Thursday, 7 January 2010

Letters: Unilever’s palm oil purchases

Thu, 01/07/2010 10:20 AM | Reader's Forum The Jakarta Post

In response to The Jakarta Post’s editorial (Dec. 21) on Unilever’s decision to suspend purchases of palm oil from the Sinar Mas Group, it is difficult to understand why Unilever, which chairs the Roundtable on Sustainable Palm Oil (RSPO), does not actively promote certified palm oil.

The certification requires palm oil producers to apply strict principles on environment responsibility, conservation of natural resources and biodiversity in their operations.

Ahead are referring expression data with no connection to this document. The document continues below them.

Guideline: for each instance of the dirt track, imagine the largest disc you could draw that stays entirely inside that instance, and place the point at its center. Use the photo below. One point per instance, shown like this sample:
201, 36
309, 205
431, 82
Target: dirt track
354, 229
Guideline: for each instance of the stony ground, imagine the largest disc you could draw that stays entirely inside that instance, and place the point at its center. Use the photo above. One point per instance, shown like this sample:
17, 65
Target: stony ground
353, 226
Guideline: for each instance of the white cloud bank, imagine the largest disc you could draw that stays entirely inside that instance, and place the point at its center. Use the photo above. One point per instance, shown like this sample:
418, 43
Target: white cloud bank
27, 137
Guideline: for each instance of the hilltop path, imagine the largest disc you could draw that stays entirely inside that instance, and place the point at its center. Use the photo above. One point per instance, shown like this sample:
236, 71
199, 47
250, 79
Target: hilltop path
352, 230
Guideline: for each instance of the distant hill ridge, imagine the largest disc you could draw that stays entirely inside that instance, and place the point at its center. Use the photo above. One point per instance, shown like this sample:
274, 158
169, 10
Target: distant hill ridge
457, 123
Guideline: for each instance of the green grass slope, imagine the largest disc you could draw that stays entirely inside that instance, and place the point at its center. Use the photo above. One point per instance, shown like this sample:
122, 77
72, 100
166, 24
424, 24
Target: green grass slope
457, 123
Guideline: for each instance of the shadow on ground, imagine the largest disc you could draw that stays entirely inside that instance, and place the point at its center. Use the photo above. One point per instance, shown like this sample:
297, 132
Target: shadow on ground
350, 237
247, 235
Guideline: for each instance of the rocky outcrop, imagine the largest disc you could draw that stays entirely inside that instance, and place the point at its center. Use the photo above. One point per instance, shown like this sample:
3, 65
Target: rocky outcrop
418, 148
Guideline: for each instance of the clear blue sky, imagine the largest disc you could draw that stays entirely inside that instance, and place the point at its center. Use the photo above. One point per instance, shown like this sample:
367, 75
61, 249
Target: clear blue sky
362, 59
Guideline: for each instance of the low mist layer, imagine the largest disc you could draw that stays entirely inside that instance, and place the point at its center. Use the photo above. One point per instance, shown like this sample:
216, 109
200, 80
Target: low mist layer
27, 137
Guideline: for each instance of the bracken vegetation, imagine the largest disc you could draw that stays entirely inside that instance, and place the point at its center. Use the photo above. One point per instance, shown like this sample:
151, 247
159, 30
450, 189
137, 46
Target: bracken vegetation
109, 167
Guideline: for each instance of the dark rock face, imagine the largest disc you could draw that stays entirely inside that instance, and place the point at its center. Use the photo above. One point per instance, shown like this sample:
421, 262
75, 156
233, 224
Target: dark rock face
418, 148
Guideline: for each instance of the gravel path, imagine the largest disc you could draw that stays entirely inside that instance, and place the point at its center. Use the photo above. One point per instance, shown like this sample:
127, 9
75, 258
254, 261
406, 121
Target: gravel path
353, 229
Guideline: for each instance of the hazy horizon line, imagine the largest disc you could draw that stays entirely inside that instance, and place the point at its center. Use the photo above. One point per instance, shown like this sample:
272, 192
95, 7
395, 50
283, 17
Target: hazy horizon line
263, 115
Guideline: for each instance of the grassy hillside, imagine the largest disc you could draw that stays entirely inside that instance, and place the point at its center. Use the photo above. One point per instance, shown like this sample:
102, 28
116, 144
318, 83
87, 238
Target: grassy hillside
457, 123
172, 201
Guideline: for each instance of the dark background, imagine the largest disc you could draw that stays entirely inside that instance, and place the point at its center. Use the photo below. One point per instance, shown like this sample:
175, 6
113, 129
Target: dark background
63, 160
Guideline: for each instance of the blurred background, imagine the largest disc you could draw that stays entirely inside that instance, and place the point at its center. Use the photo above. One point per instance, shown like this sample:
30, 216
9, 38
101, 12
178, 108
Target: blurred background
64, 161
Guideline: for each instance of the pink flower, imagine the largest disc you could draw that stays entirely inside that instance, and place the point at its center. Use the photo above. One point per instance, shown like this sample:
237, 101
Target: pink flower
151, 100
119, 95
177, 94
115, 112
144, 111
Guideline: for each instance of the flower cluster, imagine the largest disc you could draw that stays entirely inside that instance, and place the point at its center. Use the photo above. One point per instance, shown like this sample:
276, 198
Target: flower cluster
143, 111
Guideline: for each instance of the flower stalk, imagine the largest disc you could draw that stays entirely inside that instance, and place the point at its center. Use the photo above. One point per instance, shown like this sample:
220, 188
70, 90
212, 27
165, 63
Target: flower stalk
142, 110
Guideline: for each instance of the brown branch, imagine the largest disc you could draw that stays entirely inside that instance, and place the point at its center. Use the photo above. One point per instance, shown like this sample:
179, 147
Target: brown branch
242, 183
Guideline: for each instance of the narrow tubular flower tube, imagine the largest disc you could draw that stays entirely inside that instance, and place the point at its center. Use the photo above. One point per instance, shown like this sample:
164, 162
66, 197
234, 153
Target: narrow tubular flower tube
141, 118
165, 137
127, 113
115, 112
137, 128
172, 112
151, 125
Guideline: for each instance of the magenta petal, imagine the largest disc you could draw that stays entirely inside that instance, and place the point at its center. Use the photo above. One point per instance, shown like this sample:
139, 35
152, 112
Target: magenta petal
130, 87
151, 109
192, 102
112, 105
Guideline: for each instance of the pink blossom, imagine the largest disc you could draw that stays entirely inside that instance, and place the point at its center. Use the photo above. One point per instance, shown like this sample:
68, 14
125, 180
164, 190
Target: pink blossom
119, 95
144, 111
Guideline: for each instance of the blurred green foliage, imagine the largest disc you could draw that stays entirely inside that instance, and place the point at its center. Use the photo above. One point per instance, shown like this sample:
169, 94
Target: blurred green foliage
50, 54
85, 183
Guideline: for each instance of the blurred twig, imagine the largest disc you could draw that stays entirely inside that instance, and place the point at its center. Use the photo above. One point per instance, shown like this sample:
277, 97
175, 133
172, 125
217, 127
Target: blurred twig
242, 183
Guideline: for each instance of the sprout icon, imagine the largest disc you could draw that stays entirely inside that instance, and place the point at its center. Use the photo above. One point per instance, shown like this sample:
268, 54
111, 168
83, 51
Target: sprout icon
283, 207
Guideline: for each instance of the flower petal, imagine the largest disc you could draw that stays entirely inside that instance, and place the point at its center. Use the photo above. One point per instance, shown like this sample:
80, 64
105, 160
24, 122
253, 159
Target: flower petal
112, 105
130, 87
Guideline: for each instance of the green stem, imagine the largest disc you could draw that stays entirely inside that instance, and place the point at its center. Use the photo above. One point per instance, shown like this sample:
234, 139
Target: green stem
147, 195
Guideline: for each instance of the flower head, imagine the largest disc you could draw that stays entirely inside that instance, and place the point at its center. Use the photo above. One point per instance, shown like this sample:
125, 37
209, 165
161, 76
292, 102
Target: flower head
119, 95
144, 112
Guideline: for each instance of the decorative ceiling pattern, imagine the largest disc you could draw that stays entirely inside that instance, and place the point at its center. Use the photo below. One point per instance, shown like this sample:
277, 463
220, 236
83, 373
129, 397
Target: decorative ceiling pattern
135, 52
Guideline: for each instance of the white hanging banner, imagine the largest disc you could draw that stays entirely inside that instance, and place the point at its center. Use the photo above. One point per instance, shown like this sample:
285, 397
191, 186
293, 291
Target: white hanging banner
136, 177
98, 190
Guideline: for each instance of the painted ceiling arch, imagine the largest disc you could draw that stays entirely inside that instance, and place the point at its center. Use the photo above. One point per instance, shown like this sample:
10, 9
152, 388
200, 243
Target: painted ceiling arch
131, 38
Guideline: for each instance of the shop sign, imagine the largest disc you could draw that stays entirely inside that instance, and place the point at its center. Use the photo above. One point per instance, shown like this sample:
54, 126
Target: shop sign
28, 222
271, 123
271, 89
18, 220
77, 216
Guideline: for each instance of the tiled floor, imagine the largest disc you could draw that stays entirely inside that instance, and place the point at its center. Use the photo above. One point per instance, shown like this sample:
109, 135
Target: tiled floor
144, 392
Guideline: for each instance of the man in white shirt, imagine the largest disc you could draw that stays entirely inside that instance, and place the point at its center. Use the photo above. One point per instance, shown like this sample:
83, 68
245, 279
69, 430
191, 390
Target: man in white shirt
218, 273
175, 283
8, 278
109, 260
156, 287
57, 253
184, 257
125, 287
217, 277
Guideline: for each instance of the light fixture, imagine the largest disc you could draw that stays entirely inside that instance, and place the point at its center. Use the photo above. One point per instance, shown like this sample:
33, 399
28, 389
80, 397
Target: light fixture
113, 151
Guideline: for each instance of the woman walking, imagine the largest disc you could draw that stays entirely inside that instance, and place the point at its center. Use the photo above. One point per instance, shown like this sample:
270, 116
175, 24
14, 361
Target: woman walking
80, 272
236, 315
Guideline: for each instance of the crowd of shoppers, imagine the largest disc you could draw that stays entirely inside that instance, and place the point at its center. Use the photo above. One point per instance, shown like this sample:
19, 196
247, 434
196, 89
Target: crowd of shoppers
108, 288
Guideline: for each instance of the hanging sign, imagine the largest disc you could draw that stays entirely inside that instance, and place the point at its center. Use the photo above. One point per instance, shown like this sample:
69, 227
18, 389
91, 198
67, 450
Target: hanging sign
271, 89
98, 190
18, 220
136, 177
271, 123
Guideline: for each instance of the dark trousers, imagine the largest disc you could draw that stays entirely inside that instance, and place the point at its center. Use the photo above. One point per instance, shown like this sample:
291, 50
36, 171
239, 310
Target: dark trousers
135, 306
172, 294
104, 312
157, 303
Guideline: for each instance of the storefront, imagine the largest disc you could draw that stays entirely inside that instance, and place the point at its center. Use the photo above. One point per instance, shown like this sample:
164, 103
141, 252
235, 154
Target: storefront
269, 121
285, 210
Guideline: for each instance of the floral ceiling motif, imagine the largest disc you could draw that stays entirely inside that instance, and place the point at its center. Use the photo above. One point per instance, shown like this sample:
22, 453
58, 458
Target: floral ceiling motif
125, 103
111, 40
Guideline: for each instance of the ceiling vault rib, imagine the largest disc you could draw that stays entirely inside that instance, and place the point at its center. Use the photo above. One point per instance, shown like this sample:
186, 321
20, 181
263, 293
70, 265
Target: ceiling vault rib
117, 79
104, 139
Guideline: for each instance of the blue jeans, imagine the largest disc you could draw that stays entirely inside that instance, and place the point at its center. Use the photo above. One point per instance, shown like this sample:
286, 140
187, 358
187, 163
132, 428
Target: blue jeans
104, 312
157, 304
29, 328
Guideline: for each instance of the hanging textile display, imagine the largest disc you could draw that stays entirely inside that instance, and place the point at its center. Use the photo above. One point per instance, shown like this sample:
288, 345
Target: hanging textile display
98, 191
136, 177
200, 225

Sinar Mas, as the largest palm oil producer in Indonesia, has long been accused of illegal deforestation. The fact that none of its plantations are certified proves the certification process is stringent and not just a formality.

Unilever claims to be “committed to the highest sustainability and environmental practices”.

However, it only achieved 15 percent certified palm oil for 2009 and commit 100 percent only by 2015.

Unilever definitely can be more ambitious, as there is still 1 million tons of certified palm oil unsold.

Unilever didn’t explain why literally none of the certified palm oil it purchases is used in its Indonesian factories. Indonesia is now the eighth most important consumer market for Unilever worldwide.

It does not help that Indonesia is the largest palm oil producer in the world. Commercial reasons are often used to explain why very little certified palm oil is purchased. This argument does not really hold water.

Despite the world financial crisis, Unilever Indonesia’s net profit increased by 9.2 percent and 15.5 percent in first half and third quarter of 2009 respectively.

It may give the wrong impression that Unilever only wants to appease European NGOs and is not really concerned about the environment.